Às vezes, acabamos por nos esquecer de olhar para quem está ao nosso lado e dar-lhes o devido valor.

Há os Pais. Acabamos sempre por falar nas mães e no nosso papel, porque geralmente são as mães que acabam por acompanhar às terapias, marcam as consultas, procuram os métodos na internet, ligam para falar com outras mães, compram os brinquedos, vão falar com os terapeutas, conhecer as escolas. Mas os Pais são um elemento base! No nosso caso, o Pai do Quico (o meu filho de 6 anos com necessidades especiais), é o ponto de equilíbrio. É aquele que ouve o que tenho para dizer, o que encontrei, sempre sem criticar mas sem dar pulos de alegria. É aquele que, sem querer, me chama à razão para o facto de o milagre não existir! É aquele que dá o colo reconfortante, enquanto eu dou o colo “bem posicionado” (e com certeza menos confortável para o Quico). É aquele que brinca e fala com amor sem qualquer necessidade de obter uma resposta (eu faço muita coisa com o objectivo “terapêutico”). É aquele que me acompanha, me valoriza e me apoia em tudo o que faço, porque sabe que o faço pelo Quico.

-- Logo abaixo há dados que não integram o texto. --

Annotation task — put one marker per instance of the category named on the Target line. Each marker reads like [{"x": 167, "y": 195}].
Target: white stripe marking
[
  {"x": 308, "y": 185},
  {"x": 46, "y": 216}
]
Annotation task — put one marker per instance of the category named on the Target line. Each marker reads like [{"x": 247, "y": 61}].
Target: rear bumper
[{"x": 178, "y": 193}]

Mas há por aí muitos pais que são eles que acompanham às terapias, que pesquisam e têm (e muito bem) o papel preponderante.

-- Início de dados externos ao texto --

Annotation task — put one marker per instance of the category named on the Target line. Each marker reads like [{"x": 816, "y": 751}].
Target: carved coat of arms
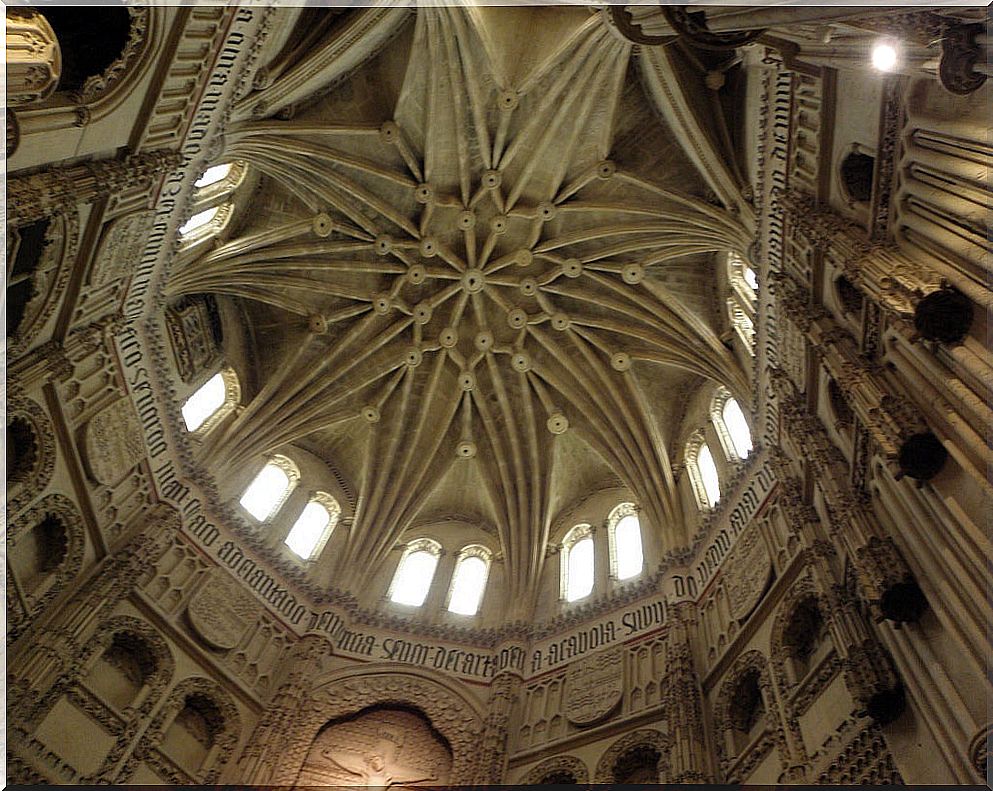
[
  {"x": 593, "y": 687},
  {"x": 221, "y": 611}
]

Mas, porque falo neste post de quem irá sempre comigo nesta viagem das necessidades especiais para qualquer lado até que as forças lhe faltem, e porque escrevo sobre crianças com necessidades especiais, não posso deixar de falar da avó do Quico minha mãe! Já foi efectivamente com o Quico quase ao fim do mundo (às vezes em pensamento, outras vezes a acompanhar em tratamentos), está comigo em tudo. Como ela diz: quem é avó sofre 2 vezes, sofre pela filha e sofre pelo neto! E por isso, sempre que tenho um problema é a primeira a quem telefono e a primeira a sofrer como se o problema fosse seu. O mesmo se aplica quando há uma alegria, é a primeira pessoa a festejar qualquer vitória!

E depois, a sua relação com o Quico não tem explicação! Falam ao telefone, mesmo sem o Quico saber falar, a felicidade e a força de vontade do Quico mudam por completo quando é a minha mãe que lhe pede, é a primeira a acreditar nele. A minha mãe é efectivamente a segunda-mãe do Quico (aqui em Portugal costumamos dizer que as avós são as segundas-mães).

E com ela tenho a certeza que o Quico faz tudo com maior “facilidade” dentro das suas dificuldades porque o seu estímulo é maior: agradar à avó!   

E por isso, só posso dizer que, na nossa vida, não interessa nada onde vamos desde que tenhamos sempre a Avó Céu e o Pai Miguel ao nosso lado!

Desejo que todos possam ter estes dois passageiros na sua vida. Mas quem não tem, sei que faz tudo e muito mais pelo seu filho!